From b001e5f0ff05d7297c0101f4b44e861799e417dd Mon Sep 17 00:00:00 2001
From: Stefan Zweifel <stefanzweifel@users.noreply.github.com>
Date: Mon, 2 Jun 2025 21:37:45 +0200
Subject: [PATCH] Apply suggestions from code review

---
 README.md | 2 +-
 1 file changed, 1 insertion(+), 1 deletion(-)

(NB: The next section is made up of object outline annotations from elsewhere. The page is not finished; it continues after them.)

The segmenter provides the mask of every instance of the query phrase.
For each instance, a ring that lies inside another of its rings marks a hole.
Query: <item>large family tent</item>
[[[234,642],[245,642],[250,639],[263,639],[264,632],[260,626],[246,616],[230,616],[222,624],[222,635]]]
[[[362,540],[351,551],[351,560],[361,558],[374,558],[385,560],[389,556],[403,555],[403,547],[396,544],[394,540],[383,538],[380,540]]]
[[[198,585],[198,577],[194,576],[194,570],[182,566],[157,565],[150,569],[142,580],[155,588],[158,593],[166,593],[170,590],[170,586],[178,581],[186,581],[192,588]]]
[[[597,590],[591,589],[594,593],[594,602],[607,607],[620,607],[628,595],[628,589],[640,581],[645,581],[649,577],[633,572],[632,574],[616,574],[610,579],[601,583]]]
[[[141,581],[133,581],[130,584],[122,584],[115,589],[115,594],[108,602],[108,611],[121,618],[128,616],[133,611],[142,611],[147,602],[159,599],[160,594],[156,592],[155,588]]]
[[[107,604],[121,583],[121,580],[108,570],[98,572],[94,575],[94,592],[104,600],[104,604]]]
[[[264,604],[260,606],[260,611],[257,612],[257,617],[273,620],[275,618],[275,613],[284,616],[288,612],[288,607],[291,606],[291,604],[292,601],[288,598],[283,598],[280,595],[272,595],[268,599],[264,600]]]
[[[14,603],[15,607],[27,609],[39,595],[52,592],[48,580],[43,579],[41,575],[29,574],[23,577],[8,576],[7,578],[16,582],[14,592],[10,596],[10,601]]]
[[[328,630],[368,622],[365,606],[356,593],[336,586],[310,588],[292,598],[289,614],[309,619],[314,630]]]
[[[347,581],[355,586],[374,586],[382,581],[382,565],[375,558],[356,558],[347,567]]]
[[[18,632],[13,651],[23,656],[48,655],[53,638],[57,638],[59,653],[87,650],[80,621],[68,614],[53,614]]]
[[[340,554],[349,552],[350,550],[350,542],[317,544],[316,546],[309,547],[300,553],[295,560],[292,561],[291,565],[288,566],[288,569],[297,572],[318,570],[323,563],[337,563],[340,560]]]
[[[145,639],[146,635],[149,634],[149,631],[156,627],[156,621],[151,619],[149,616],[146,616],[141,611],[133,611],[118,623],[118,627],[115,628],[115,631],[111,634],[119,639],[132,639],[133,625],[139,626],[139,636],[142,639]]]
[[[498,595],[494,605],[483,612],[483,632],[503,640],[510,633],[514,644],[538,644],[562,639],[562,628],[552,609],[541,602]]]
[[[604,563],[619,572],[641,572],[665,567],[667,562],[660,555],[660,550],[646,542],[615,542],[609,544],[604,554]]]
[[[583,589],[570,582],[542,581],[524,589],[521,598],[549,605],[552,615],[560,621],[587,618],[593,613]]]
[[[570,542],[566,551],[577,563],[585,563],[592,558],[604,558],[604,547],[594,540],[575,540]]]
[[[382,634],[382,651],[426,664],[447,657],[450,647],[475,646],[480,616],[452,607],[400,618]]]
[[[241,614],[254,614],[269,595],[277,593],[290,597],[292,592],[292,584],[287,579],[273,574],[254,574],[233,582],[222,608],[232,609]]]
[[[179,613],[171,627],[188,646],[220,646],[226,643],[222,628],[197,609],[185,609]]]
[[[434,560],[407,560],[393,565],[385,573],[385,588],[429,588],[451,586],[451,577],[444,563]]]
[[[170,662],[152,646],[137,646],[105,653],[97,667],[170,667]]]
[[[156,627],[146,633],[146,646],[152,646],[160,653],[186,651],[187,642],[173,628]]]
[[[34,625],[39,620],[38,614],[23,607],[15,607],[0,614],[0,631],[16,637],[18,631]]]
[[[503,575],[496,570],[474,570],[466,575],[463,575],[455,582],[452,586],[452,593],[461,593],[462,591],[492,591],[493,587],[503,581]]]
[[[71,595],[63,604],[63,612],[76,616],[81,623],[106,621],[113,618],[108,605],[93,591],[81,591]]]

diff --git a/README.md b/README.md
index ff60268..512f25c 100644
--- a/README.md
+++ b/README.md
@@ -461,11 +461,11 @@ If you create a fine-grained personal access token, apply the `Contents`-permiss
 ```yaml
 - uses: actions/checkout@v4
   with:
+    # We pass the "PAT" secret to the checkout action; if no PAT secret is available to the workflow runner (eg. Dependabot) we fall back to the default "GITHUB_TOKEN".
     token: ${{ secrets.PAT || secrets.GITHUB_TOKEN }}
 ```
 You can learn more about Personal Access Token in the [GitHub documentation](https://docs.github.com/en/github/authenticating-to-github/creating-a-personal-access-token).
 
-Having a fallback to GITHUB_TOKEN helps things like Dependabot to continue working, as they may not be granted access to the PAT.
 
 > [!TIP] 
 > If you're working in an organisation, and you don't want to create the PAT from your personal account, we recommend using a bot-account for such tokens.